Shawn Gremminger, CEO of the National Alliance of Healthcare Purchaser Coalitions, testified Wednesday at a hearing on health care cost transparency organized by the House Energy & Commerce's Health Subcommittee. Credit: House Energy & Commerce Committee

Many employers think they could do more to hold down spending at their health plans if they could get and analyze detailed, anonymized claims data.

One obstacle is a tendency for health insurers and self-insured plan administrators to use indirect methods to keep the claims data out of employers' reach, according to Shawn Gremminger, president of the National Alliance of Healthcare Purchaser Coalitions.

Gremminger, who leads an organization that represents employer-sponsored health plans and union plans with about 90 million participants, talked about the health plan data keepers' passive-aggressive approach to employer data requests Wednesday in Washington, at a hearing on health care cost transparency. The hearing was organized by the U.S. House Energy & Commerce Committee's Health Subcommittee.

When an insurer or third-party administrator gets an employer request for plan data, "rarely is it just a straight up no," Gremminger said. "It's often a, 'You know what we can provide, and, if you want to pay more, or you want to sue us, we'll provide more than that.'"

Some insurers and TPAs do simply refuse to provide data, but, much more often, they will put up less obvious barriers, he said.

In some cases, the data keepers will say they can provide only top-level summary data, Gremminger said.

In other cases, the data keepers say they can provide data only if they charge the employer a "substantial amount of money" for access to their own plans' data, he said.

Gremminger said his group supports the Patients Deserve Price Tags Act bill, which has six Republican cosponsors in the House and five Democratic cosponsors, because he believes provisions in that bill would help employers get plan data.

What it means: Many House members seem to like the idea of making it easier for employers to get anonymized health plan claims data.

The Turquoise perspective: Carol Skenes, chief of staff at Turquoise Health, a health care data transparency organization, talked at the hearing about the intentional and unintentional data problems that weaken the impact of existing federal health cost transparency rules.

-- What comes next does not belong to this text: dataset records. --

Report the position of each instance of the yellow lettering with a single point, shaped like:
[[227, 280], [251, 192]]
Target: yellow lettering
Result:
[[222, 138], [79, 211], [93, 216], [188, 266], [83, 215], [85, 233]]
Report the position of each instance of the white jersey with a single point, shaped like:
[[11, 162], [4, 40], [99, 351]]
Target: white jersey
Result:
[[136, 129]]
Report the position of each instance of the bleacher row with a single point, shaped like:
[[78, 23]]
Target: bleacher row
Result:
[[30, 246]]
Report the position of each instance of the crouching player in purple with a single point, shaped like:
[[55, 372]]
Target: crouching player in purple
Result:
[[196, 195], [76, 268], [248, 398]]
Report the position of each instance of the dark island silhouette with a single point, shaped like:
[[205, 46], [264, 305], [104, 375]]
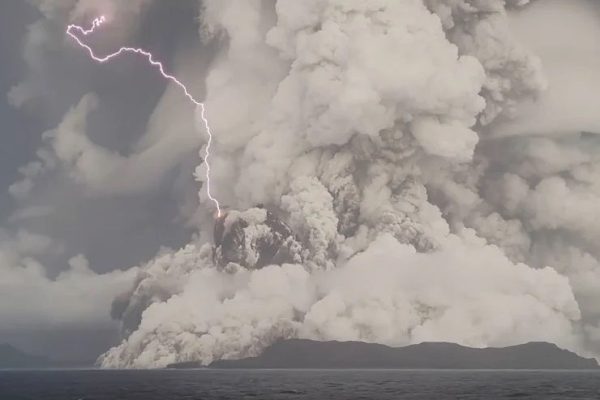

Turquoise Health is famous for publishing tools that help consumers, employers, benefits advisors and others use the giant price files that health plans and hospitals now must post on the web.

Skenes said Congress should make some price transparency rules that are implemented in federal regulations and federal law, make providers other than hospitals post their prices, require providers to show what they charge self-pay patients and stop-loss issuers as well as what they charge patients with other types of health coverage.

The impact: House subcommittee members asked several times if existing health cost transparency requirements are doing much to help anyone hold down health care costs.